Bessie noted that although humans have many universities they can attend, cows have none. To remedy this problem, she and her fellow cows formed a new university called The University of Wisconsin-Farmside,"Moo U" for short.

Not wishing to admit dumber-than-average cows, the founders created an incredibly precise admission exam called the Cow Scholastic Aptitude Test (CSAT) that yields scores in the range 1..2,000,000,000.

Moo U is very expensive to attend; not all calves can afford it.In fact, most calves need some sort of financial aid (0 <= aid <=100,000). The government does not provide scholarships to calves,so all the money must come from the university's limited fund (whose total money is F, 0 <= F <= 2,000,000,000).

Worse still, Moo U only has classrooms for an odd number N (1 <= N <= 19,999) of the C (N <= C <= 100,000) calves who have applied.Bessie wants to admit exactly N calves in order to maximize educational opportunity. She still wants the median CSAT score of the admitted calves to be as high as possible.

Recall that the median of a set of integers whose size is odd is the middle value when they are sorted. For example, the median of the set {3, 8, 9, 7, 5} is 7, as there are exactly two values above 7 and exactly two values below it.

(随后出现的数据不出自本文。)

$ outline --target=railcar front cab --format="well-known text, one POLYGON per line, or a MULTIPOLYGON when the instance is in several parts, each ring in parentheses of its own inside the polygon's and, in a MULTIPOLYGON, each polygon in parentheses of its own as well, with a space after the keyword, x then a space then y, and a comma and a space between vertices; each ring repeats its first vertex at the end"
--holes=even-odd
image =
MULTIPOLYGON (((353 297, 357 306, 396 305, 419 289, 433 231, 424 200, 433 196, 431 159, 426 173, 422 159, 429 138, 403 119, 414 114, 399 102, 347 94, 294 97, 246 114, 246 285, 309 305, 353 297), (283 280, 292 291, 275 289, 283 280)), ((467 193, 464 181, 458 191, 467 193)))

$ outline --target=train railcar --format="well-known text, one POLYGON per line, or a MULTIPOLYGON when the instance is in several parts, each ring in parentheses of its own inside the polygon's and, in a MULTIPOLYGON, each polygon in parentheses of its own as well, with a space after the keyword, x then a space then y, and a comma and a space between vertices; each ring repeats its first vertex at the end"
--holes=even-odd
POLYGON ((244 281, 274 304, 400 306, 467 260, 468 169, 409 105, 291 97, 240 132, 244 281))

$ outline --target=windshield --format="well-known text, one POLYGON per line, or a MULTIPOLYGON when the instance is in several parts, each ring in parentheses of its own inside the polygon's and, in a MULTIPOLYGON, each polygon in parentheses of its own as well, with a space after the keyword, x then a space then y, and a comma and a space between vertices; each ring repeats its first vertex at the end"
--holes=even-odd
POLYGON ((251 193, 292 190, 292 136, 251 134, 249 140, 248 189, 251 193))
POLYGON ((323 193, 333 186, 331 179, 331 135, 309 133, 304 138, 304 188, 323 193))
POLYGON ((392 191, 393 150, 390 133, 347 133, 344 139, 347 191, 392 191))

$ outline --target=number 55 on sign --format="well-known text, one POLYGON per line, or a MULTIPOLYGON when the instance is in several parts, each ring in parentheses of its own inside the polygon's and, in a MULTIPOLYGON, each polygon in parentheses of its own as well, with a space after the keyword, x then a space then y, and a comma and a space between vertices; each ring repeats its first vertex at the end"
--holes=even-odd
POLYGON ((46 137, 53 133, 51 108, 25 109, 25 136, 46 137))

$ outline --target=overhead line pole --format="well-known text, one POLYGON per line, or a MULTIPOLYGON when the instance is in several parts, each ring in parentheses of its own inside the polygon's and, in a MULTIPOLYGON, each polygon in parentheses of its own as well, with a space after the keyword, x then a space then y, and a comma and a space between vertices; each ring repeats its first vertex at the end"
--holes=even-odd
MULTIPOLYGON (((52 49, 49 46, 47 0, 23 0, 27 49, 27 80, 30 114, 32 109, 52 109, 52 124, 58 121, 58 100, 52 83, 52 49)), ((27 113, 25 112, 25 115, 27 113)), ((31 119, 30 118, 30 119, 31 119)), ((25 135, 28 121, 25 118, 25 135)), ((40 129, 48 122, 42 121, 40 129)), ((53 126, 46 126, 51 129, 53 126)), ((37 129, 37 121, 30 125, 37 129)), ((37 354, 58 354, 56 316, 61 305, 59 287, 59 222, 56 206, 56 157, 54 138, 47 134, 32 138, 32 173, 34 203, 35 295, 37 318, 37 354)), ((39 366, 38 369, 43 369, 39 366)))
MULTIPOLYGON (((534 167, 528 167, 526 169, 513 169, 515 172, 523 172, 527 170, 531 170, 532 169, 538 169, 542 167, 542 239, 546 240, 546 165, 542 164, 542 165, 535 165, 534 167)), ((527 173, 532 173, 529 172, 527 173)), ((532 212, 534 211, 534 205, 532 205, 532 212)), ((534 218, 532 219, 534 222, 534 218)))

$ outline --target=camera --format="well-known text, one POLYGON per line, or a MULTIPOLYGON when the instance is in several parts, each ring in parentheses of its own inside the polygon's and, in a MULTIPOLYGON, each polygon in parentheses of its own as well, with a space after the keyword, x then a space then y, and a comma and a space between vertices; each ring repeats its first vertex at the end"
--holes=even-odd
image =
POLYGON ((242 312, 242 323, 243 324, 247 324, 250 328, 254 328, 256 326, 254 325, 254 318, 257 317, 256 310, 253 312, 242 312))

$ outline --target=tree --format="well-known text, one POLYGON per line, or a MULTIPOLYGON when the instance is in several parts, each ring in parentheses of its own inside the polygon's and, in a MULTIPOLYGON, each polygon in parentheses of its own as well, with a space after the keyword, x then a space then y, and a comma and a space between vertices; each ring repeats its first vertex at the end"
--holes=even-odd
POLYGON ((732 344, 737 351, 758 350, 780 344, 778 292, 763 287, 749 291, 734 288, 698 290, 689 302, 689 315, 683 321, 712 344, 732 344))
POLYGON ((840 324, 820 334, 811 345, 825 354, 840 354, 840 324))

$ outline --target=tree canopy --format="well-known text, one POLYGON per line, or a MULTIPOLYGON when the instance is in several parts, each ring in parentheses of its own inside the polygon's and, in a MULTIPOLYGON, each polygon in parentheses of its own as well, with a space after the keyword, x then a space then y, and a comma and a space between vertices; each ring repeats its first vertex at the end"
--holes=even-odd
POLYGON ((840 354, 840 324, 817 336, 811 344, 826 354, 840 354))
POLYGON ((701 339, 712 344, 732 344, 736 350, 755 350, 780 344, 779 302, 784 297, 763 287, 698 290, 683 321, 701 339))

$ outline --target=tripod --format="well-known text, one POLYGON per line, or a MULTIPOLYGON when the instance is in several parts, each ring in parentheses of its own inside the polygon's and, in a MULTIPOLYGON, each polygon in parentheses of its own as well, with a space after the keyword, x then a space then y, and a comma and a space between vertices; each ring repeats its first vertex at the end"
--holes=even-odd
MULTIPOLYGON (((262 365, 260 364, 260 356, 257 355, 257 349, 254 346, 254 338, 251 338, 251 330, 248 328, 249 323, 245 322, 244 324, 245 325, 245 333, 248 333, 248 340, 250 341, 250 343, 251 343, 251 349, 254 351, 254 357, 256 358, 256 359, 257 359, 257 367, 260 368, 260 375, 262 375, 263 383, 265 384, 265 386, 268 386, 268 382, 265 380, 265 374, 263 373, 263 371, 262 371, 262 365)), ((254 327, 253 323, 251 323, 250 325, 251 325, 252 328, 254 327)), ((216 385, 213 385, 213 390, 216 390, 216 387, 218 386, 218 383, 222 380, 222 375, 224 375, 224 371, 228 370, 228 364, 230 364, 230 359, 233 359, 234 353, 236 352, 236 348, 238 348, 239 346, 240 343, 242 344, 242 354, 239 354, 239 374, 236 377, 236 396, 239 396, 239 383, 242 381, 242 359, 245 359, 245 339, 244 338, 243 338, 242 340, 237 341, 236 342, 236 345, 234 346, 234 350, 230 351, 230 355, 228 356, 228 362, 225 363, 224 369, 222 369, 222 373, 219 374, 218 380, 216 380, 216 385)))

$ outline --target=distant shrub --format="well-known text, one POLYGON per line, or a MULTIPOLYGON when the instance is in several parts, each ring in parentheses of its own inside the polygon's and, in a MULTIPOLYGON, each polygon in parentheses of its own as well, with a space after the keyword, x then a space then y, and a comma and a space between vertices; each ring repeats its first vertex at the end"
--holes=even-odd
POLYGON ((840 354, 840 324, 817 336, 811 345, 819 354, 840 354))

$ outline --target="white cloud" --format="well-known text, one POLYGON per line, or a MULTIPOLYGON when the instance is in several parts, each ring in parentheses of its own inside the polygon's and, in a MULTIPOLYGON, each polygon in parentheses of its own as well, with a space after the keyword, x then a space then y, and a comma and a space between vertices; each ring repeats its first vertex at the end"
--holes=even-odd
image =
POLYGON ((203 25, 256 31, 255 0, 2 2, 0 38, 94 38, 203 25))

Given the score and required financial aid for each calf that applies, the total number of calves to accept, and the total amount of money Bessie has for financial aid, determine the maximum median score Bessie can obtain by carefully admitting an optimal set of calves.

Input

* Line 1: Three space-separated integers N, C, and F

* Lines 2..C+1: Two space-separated integers per line. The first is the calf's CSAT score; the second integer is the required amount of financial aid the calf needs

Output

* Line 1: A single integer, the maximum median score that Bessie can achieve. If there is insufficient money to admit N calves,output -1.

Sample Input

3 5 70

30 25

50 21

20 20

5 18

35 30

Sample Output

35

Hint

Sample output:If Bessie accepts the calves with CSAT scores of 5, 35, and 50, the median is 35. The total financial aid required is 18 + 30 + 21 = 69 <= 70.

描述

贝西指出，虽然人类有很多可以上的大学，但奶牛却没有。为了解决这个问题，她和她的奶牛同胞们组建了一所新大学，名为威斯康星大学法姆赛德分校，简称“Moo U”。

由于不想招收比普通奶牛更笨的奶牛，创始人创建了一项极其精确的入学考试，称为奶牛学术能力倾向测试 (CSAT)，其得分范围为 1..2,000,000,000。

Moo U 的学费非常昂贵；并非所有的小牛都能负担得起。事实上，大多数小牛都需要某种经济援助（0<=援助<=100,000）。政府不给小牛提供奖学金，所以所有的钱都必须来自大学的有限基金（总金额为F，0 <= F <= 2,000,000,000）。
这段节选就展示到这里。